Hollywood is a tough place because people lie to you on a daily basis and cheat you and stab you in the back. One day I went home to my wife after continually feeling beaten up and said, "I just want to go be a missionary someplace. Let's just forget all this."
She looked at me and she said, "Name me one place on earth that needs missionaries more than where you are right now."
I still can't talk about that without getting choked up. That moment changed my life. I realized why I had been placed where I'd been placed and why I had been given the gifts I have been given.
What changed at that point?
I was still doing the same things, but I had a renewed sense of purpose. I learned something very valuable during that time, which was that products come and go. TV shows come and go. If God wants a God-honoring show on the air, he'll put one on.
God put me in the path of 100 to 150 people's lives on a daily basis who looked at me as their boss. And I was the only Bible a lot of those people were ever going to see.
Does Hollywood understand the spiritual interest in America now?
No.
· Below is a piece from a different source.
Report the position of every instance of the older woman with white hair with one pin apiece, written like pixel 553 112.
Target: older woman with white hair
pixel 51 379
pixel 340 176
They really don't. It never ceases to amaze me the level of blindness and darkness that is in this place.
I had the president of a network tell me once that Touched By An Angel was a complete fluke and that nothing about God ever works on TV. If they had done a show about an evil plumber that was doing what that show was, there would be five other shows about an evil carpenter, or an evil truck driver in the works.
How did Doc come about?
I had done work for Jeff Sagansky, the president of PAX, when he was at CBS. He called me up and said, "Do you want to come do something for us?" I went over there and kicked around some possible ideas for a TV show.
How did you end up casting Billy Ray Cyrus as the lead?
My casting director came in one day and said, "Would you guys be interested in Billy Ray Cyrus for this role?" And I said, "No, not really." The achy-breaky guy with the long hair and stuff wasn't what I had in mind.
She came back a couple days later and said that he really wanted to come in and read. He offered to fly himself out. I said, "Well, who are we that we wouldn't meet somebody?" So I told the casting director to tell him to come on by but that we were not asking him to come out. We'd happily see him but I didn't want there to be a misunderstanding.
He walked in and he looked completely different. His hair was different. Everything about him was different. Immediately I just looked at him and said, "Wow, he really looks right for the part."
It was obvious in, literally, five minutes as he told us his testimony and we told him ours that this was a divine appointment and this was meant to be.